Thank you Robert Rose,
It's taken some time for me to realize that what this generation has been waiting for with such great expectation, is the glorious appearing. Making a much anticipated rendezvous with our Lord and King Jesus Christ is what we are talking
about when we speak about the Rapture.
What would you say if
God had already marked and placed the date of this amazing event upon
the Orthodox liturgical calender? Well, thanks to Robert Rose, we have
every reason to believe that God has set the Christian
Feast of the Epiphany for the Rapture.
Before you protest consider that a layman's term for a sudden crystal clear realization is an epiphany. When the same sort of realization refers to some aspect of man's relationship with God, the
appropriate term is called a theophany. Here is where both the Orthodox
litergy and Robert Rose's investiagional prowess come together.
The date set for the Feast of the Epipany
is January 6th 2011. Christmas is celebrated for much of the Earth's
Orthodax Christians upon this same date January 6th 2011. They both appear on 01/06/11 simultaneously. This is a unique and one time event, which has never occured before in Church history.
Should this feast
include the sudden appearance of Christ Jesus coming back in the clouds
to remove and redeem the lost on Orthodox Christmas, the Feast of
the Epiphany we would complete a divine trilogy of blessings on January 6th 2011.

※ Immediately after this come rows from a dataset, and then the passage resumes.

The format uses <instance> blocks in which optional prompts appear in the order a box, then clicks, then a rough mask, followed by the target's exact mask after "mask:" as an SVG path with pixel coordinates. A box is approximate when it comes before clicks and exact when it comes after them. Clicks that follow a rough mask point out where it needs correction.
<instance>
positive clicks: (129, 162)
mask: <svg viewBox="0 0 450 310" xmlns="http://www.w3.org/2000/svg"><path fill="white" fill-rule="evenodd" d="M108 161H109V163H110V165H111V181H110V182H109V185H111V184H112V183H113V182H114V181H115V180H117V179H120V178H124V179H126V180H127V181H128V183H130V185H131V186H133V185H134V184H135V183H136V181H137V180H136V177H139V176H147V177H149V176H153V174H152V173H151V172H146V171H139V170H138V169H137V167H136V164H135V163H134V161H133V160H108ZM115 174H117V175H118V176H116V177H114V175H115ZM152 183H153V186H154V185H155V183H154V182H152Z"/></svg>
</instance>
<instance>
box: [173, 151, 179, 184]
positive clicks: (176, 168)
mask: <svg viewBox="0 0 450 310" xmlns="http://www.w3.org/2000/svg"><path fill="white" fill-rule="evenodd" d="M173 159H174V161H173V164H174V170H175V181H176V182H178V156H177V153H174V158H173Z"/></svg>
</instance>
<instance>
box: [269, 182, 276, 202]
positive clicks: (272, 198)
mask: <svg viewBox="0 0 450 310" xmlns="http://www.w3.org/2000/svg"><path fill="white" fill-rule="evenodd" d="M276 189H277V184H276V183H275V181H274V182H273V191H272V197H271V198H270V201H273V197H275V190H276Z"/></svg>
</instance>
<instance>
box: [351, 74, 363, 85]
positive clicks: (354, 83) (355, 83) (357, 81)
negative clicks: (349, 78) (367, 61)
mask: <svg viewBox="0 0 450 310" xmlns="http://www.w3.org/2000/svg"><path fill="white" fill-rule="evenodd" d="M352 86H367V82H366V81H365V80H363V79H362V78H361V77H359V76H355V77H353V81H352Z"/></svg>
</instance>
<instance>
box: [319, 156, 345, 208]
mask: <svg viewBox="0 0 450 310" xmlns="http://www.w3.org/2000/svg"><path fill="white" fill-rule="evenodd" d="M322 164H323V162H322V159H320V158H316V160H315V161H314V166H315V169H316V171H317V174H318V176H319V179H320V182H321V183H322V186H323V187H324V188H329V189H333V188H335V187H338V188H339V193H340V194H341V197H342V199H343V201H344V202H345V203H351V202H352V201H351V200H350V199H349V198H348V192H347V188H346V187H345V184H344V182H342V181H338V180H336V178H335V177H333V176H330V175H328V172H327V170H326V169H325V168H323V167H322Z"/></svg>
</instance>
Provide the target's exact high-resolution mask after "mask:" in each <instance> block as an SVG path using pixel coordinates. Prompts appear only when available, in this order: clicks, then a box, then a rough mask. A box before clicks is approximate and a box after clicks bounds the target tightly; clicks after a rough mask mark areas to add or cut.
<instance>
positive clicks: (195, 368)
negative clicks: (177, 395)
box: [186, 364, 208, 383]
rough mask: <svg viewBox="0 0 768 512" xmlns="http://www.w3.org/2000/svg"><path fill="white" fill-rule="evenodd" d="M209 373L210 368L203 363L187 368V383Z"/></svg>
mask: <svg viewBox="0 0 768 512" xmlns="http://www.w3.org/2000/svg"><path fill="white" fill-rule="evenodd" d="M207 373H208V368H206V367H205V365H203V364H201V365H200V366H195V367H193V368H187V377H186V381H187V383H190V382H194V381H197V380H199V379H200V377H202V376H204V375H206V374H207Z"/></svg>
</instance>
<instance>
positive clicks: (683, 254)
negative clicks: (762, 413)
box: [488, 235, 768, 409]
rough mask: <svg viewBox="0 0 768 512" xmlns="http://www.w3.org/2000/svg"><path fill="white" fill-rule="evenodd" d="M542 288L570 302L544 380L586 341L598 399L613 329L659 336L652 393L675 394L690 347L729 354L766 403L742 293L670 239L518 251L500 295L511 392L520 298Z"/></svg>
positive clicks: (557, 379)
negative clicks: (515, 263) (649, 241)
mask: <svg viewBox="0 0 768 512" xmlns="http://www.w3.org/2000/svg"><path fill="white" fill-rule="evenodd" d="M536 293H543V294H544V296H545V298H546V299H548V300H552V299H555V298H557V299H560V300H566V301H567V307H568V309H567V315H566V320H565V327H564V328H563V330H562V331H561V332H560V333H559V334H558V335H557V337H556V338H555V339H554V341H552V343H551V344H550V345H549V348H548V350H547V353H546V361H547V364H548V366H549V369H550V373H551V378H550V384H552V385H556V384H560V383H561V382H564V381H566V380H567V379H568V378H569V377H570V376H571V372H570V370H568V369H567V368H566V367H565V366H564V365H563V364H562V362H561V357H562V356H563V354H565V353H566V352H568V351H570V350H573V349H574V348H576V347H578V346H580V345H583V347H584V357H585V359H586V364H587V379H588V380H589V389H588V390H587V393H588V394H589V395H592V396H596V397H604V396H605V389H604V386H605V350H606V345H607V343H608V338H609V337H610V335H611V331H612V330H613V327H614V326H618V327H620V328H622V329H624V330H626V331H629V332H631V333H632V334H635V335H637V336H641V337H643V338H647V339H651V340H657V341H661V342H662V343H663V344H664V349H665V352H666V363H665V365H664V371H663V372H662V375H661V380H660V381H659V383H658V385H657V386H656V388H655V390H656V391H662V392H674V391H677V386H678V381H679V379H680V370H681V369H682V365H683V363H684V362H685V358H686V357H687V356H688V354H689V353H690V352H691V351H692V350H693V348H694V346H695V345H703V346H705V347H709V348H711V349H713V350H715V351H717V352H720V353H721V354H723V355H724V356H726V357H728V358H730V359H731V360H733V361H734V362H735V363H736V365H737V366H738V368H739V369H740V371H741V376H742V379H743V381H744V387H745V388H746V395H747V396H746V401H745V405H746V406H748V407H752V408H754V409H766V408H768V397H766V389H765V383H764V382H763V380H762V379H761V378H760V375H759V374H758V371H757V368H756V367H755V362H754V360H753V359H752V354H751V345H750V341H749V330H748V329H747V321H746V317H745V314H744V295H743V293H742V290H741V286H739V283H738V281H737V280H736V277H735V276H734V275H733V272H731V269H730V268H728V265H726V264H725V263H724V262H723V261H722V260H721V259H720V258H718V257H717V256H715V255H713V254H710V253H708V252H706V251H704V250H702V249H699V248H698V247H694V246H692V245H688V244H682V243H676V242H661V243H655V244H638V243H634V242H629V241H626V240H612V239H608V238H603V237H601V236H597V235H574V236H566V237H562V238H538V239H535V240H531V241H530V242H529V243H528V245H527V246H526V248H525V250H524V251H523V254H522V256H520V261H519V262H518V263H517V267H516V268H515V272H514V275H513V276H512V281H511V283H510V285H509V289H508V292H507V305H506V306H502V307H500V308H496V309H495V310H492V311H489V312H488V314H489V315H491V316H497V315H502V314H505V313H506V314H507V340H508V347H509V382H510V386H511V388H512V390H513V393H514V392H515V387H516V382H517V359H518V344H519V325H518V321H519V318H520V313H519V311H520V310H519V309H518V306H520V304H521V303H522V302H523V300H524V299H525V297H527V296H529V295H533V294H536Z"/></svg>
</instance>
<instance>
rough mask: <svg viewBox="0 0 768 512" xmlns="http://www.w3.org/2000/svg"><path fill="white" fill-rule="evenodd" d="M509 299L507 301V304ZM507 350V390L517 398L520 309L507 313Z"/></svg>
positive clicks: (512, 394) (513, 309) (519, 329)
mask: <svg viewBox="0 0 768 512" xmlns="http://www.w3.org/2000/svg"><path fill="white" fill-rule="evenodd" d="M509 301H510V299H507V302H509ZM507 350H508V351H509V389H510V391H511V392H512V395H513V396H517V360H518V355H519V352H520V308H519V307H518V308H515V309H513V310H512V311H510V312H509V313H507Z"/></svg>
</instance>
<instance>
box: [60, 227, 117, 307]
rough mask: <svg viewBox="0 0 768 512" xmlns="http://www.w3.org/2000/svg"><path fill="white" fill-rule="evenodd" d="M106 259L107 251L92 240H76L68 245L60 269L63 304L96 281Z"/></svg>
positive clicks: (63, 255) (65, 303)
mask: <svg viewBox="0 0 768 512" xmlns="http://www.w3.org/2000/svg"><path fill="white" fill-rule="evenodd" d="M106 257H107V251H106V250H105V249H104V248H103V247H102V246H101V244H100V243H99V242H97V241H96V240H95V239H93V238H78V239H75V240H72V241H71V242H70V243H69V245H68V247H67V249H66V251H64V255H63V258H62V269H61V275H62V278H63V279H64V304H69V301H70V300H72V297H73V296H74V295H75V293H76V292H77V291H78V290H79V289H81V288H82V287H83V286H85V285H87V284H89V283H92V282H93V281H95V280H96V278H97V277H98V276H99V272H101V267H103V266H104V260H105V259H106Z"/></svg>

The Feast of the Epipany would become something much more revealing than merely mankind's understanding of himself and his own insignificance. Another name for the Feast of the Epiphany is called the Feast of the Theophany, which will someday explain our proper prophetic relationship
with our creator God. The bishops of the early church included this
feast day long in advance a time when Jesus could possibly be expected
to return for His church.
The article posted below explains the connection
between the Orthodox Christmas date and the Feast of the Theophany, the
sudden "Great Appearing" or theophany and the Rapture of the Church. My
King Jesus appearing right on time to slap down those who would rule
over mankind in Jesus name! Amen & Amen
Maranatha, (Even so, Come Lord Jesus)
Agape,
Mike Curtiss
Those eight days would encircle the date of the Christian feast of
the Epiphany, which means
"Great Appearing" in the Greek. Epiphany (Epiphania) is Orthodox
Christmas, on January 6, and celebrates
the first coming of Jesus, when He was born in Bethlehem.
So thus the Jewish feast would wrap its arms around the Christian
feast of Epiphania, the Great
Appearing of Our Lord. I am not a crackerjack date-maven as most
here are, but I think that if
Hanukah occurred on Dec. 30 that the last day of Hanukah would be on
Orthodox Christmas,
called Epiphania, or Great Appearing. Perhaps He would bless the
Orthodox and us by
Appearing for the second time on their Christmas.